One British surgeon's decision to take Snap Inc.'s Spectacles into the operating room could lead to a solution to one of medicine's biggest global problems. According to both the World Health Organization (WHO) and the Lancet Commission on Global Surgery, as many as 17 million deaths are caused every year simply because there are not enough healthcare workers, anesthetists, obstetricians, or surgeons available. That largely comes down to a lack of training and high-quality education, with as many as 5 billion people lacking access to safe, affordable surgical and anesthesia. Of course, the shortage of professionals in those fields has also led to a shortage of individuals who can teach the profession. That's a problem that the British surgeon in question – Shafi Ahmed – believes can be answered through the use of VR. Although there have been challenges to the viability of his stance, he isn't alone in that belief either.
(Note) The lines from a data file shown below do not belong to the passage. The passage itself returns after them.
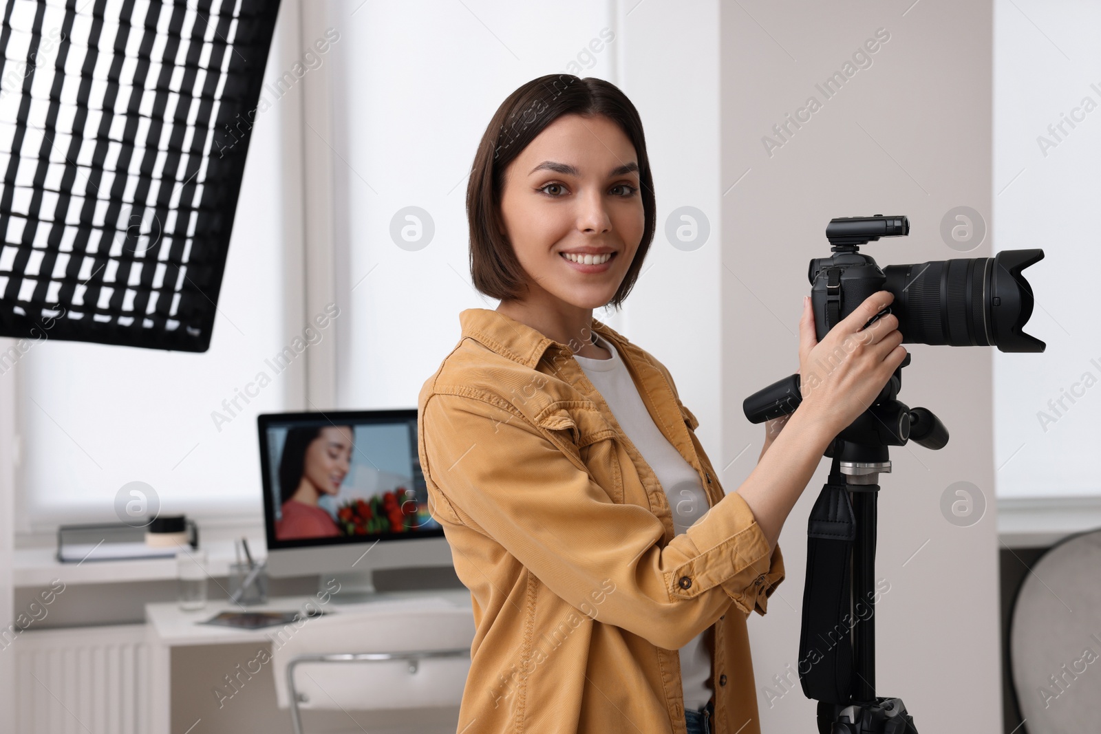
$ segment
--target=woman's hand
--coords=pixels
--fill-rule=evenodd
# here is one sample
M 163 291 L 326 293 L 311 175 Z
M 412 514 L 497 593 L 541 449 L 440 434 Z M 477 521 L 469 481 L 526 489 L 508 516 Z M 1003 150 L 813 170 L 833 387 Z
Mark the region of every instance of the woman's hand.
M 757 457 L 757 461 L 761 461 L 761 457 L 764 456 L 764 452 L 768 450 L 768 447 L 772 446 L 772 442 L 774 440 L 776 440 L 777 436 L 780 436 L 780 431 L 784 430 L 784 425 L 787 423 L 787 419 L 791 418 L 791 417 L 792 417 L 792 414 L 788 413 L 787 415 L 782 415 L 778 418 L 773 418 L 771 420 L 766 420 L 765 421 L 765 424 L 764 424 L 764 446 L 761 448 L 761 456 Z
M 906 358 L 898 317 L 887 314 L 866 329 L 868 319 L 894 302 L 890 291 L 873 293 L 819 342 L 810 298 L 803 300 L 799 320 L 798 409 L 833 435 L 868 409 L 895 369 Z

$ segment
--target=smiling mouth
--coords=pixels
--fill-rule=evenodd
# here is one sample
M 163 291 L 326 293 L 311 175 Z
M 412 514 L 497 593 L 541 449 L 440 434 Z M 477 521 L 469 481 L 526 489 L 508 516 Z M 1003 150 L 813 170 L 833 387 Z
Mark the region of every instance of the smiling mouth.
M 559 254 L 571 263 L 578 263 L 580 265 L 603 265 L 606 262 L 615 256 L 614 252 L 608 252 L 602 255 L 581 255 L 570 254 L 568 252 L 562 252 Z

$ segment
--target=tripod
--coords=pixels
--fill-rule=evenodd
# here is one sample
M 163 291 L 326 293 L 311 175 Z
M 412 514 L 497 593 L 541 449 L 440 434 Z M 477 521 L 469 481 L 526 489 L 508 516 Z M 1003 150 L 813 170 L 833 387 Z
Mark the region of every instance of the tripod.
M 810 511 L 798 673 L 804 694 L 818 701 L 819 734 L 917 734 L 902 699 L 875 695 L 879 475 L 891 471 L 890 446 L 913 439 L 936 450 L 948 442 L 930 410 L 897 399 L 909 362 L 906 354 L 872 406 L 830 443 L 829 480 Z M 742 407 L 752 423 L 762 423 L 792 413 L 800 401 L 799 375 L 793 374 Z

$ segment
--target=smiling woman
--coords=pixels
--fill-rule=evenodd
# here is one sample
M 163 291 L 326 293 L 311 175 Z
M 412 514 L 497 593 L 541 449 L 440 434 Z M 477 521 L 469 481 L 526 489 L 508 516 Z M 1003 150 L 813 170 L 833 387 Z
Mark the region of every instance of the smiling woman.
M 630 293 L 654 212 L 639 113 L 601 79 L 521 86 L 479 144 L 470 267 L 501 303 L 459 314 L 417 399 L 429 508 L 478 628 L 460 730 L 757 734 L 746 617 L 784 579 L 781 526 L 902 360 L 902 335 L 870 327 L 726 492 L 669 371 L 592 318 Z M 800 365 L 882 296 L 820 344 L 805 303 Z
M 487 134 L 467 189 L 475 287 L 509 316 L 527 304 L 545 317 L 530 326 L 568 343 L 592 308 L 622 305 L 653 240 L 642 122 L 613 85 L 549 75 L 516 89 L 487 131 L 508 144 Z

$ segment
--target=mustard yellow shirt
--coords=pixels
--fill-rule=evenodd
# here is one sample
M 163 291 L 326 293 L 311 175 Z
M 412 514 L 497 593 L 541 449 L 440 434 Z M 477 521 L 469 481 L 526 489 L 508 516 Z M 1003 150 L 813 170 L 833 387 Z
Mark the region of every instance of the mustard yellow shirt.
M 716 734 L 757 734 L 745 623 L 784 562 L 726 494 L 668 370 L 593 319 L 710 508 L 675 535 L 656 475 L 569 346 L 469 308 L 417 398 L 429 507 L 470 590 L 458 732 L 684 734 L 678 650 L 707 632 Z

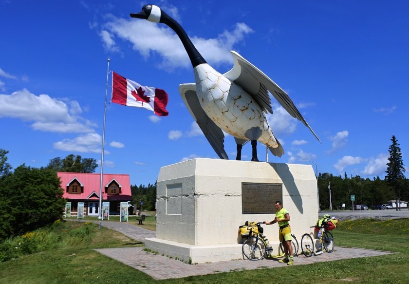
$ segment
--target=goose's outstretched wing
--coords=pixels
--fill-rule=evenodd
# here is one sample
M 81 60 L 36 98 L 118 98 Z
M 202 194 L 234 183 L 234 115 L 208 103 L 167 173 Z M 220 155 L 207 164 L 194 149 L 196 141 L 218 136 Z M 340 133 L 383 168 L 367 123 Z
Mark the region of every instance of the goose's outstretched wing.
M 233 56 L 234 64 L 230 71 L 223 74 L 226 77 L 240 85 L 253 96 L 263 111 L 272 114 L 271 101 L 267 91 L 270 92 L 292 116 L 301 121 L 320 141 L 284 90 L 240 54 L 235 51 L 230 51 L 230 53 Z
M 179 93 L 186 107 L 213 150 L 221 159 L 228 160 L 224 151 L 224 134 L 202 108 L 196 95 L 196 84 L 179 85 Z

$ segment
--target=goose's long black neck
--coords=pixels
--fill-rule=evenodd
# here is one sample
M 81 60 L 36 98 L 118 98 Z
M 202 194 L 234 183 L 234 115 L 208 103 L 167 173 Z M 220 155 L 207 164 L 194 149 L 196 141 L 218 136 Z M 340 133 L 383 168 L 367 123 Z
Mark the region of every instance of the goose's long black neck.
M 204 58 L 201 55 L 196 49 L 195 46 L 192 43 L 190 39 L 186 34 L 186 32 L 181 26 L 181 25 L 174 19 L 172 19 L 169 15 L 163 11 L 161 17 L 160 22 L 167 25 L 169 28 L 173 30 L 180 38 L 185 49 L 189 56 L 192 65 L 195 67 L 199 64 L 207 63 Z

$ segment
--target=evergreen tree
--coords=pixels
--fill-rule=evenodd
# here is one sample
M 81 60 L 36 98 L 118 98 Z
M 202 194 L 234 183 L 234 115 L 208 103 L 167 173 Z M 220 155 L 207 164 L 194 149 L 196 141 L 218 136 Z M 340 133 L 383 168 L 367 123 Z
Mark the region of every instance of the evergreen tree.
M 7 162 L 7 157 L 6 155 L 8 153 L 4 149 L 0 149 L 0 177 L 6 175 L 11 170 L 10 164 Z
M 389 157 L 388 158 L 389 162 L 387 164 L 388 169 L 386 172 L 387 175 L 385 179 L 388 185 L 394 190 L 396 197 L 396 210 L 398 210 L 398 197 L 400 199 L 406 183 L 406 178 L 403 174 L 405 170 L 399 144 L 394 135 L 392 136 L 390 140 L 392 145 L 389 147 Z

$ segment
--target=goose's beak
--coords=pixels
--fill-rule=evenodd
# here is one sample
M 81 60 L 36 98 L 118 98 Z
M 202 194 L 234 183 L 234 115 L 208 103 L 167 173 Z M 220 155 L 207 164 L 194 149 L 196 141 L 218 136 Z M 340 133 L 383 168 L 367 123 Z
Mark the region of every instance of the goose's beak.
M 130 14 L 130 16 L 131 18 L 136 18 L 138 19 L 147 19 L 148 17 L 149 17 L 149 15 L 146 14 L 144 10 L 143 10 L 139 13 L 136 14 Z

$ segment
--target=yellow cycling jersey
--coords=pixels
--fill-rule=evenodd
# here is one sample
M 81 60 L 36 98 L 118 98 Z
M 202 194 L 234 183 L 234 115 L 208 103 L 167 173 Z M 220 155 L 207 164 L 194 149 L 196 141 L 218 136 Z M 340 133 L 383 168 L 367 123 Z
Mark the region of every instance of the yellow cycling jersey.
M 276 212 L 276 217 L 277 217 L 277 219 L 279 220 L 279 226 L 280 227 L 288 225 L 289 224 L 288 221 L 285 221 L 282 222 L 279 222 L 280 220 L 285 218 L 286 214 L 289 214 L 289 213 L 288 211 L 284 208 L 281 208 L 281 209 Z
Ahmed initially used Spectacles as a way to capture high-quality images of surgical procedures to share with students of the profession as a supplement to their education. However, he quickly moved past that to co-found Medical Realities Ltd. as a way to offer interactive virtual reality learning experiences for trainees. The media also serves the secondary purpose, Ahmed says, which is to inform the public about what goes on during certain surgeries so that there aren't so many misconceptions about it. Over the course of this year, he plans to take things a step further to provide real-time supervision and tutoring of medical students entering into his field. Meanwhile, Ahmed's sentiments are at least partially shared by Josip Car – an associate professor of health services outcomes research at Singapore's Nanyang Technological University's Lee Kong Chian School of Medicine and a collaborator with the WHO on the examination and review of evidence regarding the effectiveness of digital learning. So far, Car says, the evidence seems to suggest that Ahmed's methods would be at least as effective as traditional methods of learning, while also being flexible and scalable.
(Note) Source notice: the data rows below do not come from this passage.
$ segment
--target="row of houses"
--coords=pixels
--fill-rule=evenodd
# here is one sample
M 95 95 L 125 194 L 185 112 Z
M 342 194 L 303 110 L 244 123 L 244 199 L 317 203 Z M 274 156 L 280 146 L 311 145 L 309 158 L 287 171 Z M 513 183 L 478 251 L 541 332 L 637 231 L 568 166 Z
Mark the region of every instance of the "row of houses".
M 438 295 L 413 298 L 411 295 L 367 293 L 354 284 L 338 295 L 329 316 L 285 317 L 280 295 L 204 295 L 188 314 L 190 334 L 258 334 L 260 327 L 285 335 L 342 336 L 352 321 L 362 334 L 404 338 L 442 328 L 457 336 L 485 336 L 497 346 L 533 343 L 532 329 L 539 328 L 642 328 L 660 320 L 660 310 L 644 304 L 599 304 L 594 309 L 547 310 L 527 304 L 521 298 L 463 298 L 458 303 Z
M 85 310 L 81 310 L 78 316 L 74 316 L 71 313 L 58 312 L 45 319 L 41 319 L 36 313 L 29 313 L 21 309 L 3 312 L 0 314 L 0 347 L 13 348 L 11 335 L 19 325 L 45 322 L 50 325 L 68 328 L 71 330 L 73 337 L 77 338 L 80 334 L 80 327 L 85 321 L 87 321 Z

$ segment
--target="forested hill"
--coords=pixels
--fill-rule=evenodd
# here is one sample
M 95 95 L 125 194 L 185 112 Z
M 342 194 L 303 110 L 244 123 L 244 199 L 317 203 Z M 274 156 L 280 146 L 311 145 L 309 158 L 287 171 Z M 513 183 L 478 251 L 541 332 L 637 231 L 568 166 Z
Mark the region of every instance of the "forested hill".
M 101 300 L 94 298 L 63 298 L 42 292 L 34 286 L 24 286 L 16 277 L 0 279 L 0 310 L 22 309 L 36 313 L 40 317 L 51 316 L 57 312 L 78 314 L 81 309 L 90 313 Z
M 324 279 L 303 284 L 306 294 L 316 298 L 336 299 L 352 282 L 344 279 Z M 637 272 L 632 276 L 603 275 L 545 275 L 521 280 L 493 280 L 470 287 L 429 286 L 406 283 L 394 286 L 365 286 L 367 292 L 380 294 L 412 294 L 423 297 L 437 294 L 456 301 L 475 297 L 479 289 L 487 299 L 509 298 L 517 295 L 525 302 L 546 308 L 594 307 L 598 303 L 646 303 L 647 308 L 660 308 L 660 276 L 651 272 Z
Marc M. Triola, an associate dean for educational informatics at NYU Langone Health, agrees and says that the medical education sector is ready for a change and that both AR and VR could easily become the standard. Furthermore, that's backed up by the fact that Stanford Medicine in California already uses MRIs, CT scans, and angiograms combined into an interactive 3D image to assist physicians in walking patients through procedures. However, Car is quick to caution that more research is needed in order to validate or refute the initial findings and there are detractors to Ahmed's approach. For example, John Quinn, a vascular surgeon out of Brisbane, says that students can only learn so much from images and video content, even when that content is interactive. He also laments that in addition to the fact that students can't touch or feel the patient, virtual oversight of surgeries could prove distracting or to put needless pressure on surgeons. Moreover, Quinn believes that any benefits can't outweigh the risks associated with violations of patient privacy which accompany the streaming of surgeries.